Lab 08: Cleansing and Transforming Real Estate Data in Unity Catalog
Introduction
In this lab, you take on the role of a data engineer at Pristine Properties, a real estate brokerage operating across major Dutch cities. The company has ingested raw property listings from multiple agent offices and satellite databases, but the data is messy: prices lack precision, listings are duplicated with updated versions, key fields contain nulls, and market statistics are delivered in a wide-column format that makes trend analysis difficult.
Your job is to clean, type-check, and reshape the data so it can reliably feed pricing dashboards and market analysis models.
You work through the following exercises:
| Exercise | Topic |
|---|---|
| Exercise 1 | Set up the Pristine Properties Platform |
| Exercise 2 | Profile the listings data |
| Exercise 3 | Choose the right data types |
| Exercise 4 | Handle duplicates and missing values |
| Exercise 5 | Join listings with agents and sales data |
| Exercise 6 | Pivot and unpivot market statistics |
🤖 Databricks Assistant — Use it always
Throughout every exercise in this lab, you are expected and encouraged to use the Databricks Assistant. Every notebook cell includes a suggested prompt to get you started. The Assistant is your pair programmer — use it to generate code, explain error messages, explore alternatives, and validate your approach.
To open the Databricks Assistant, select the on the right side of any notebook cell, or use the keyboard shortcut.
Prerequisites
- An Azure Databricks Premium workspace is already provisioned and available.
- You are familiar with basic SQL and Python/PySpark concepts.
Importing the Notebook
-
In the Databricks workspace, click Workspace in the left sidebar.
-
Navigate to or create a folder where you want to store the lab.
-
Click the â‹® (kebab) menu or right-click the folder, then select Import.
-
Choose URL, enter the following URL, and click Import:
https://raw.githubusercontent.com/MicrosoftLearning/DP-750T00-Implement-Data-Engineering-Solutions-using-Azure-Databricks/refs/heads/main/Allfiles/08-cleanse-transform-load-data-into-unity-catalog.ipynb -
Open the imported notebook and, in the compute selector at the top, choose Serverless compute.

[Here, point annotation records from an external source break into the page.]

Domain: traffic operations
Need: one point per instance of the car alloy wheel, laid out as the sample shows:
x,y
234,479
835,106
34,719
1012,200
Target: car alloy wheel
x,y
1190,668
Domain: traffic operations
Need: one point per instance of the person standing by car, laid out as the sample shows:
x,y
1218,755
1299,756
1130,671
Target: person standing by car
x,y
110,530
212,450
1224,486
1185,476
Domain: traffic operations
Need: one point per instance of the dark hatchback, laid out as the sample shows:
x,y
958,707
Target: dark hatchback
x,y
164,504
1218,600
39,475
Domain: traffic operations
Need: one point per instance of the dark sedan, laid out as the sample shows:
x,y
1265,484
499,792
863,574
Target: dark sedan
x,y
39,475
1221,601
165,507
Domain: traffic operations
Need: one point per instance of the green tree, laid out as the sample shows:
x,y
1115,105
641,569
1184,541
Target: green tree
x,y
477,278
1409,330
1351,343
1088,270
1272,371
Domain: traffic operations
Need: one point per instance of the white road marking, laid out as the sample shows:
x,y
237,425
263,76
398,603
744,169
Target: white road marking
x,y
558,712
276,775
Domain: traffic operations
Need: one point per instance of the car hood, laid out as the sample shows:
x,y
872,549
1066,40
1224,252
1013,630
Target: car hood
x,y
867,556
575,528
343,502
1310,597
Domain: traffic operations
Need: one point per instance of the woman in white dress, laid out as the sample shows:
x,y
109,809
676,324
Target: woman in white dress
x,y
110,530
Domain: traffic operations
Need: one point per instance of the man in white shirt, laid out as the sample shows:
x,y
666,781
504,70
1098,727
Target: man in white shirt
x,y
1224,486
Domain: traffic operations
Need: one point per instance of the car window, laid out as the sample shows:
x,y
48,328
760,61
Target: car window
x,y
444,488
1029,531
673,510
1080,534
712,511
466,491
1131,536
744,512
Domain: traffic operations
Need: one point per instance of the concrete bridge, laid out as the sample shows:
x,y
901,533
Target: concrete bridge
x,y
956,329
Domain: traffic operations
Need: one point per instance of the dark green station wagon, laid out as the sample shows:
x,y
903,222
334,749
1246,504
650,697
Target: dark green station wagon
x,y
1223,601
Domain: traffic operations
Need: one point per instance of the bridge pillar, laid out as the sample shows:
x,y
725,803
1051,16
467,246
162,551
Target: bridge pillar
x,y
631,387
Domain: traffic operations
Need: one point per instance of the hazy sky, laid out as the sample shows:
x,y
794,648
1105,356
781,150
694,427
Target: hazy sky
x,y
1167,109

Non-notebook task: Create a data profile in Catalog Explorer
After completing Exercise 1 (the environment setup), you can create a data profile for the realestate_lab.bronze.listings table using the Unity Catalog UI. This is a UI-based task and does not require any code.
- Open Catalog Explorer from the left navigation pane.
- Navigate to the realestate_lab catalog → bronze schema → listings table.
- Select the Quality tab.
- Click Configure to enable data profiling.
- Choose Snapshot as the profile type — this is suitable for a general-purpose table like listings.
- Click Save and run to generate the first profile.
- After the profile completes, explore the generated metrics. Look at:
- Null counts — which columns have the most missing values?
- Distinct counts — are there any columns where unexpected values appear?
- Value distributions — what is the spread of
list_pricevalues?
This gives you a visual and statistical overview of the data before you begin cleaning it programmatically.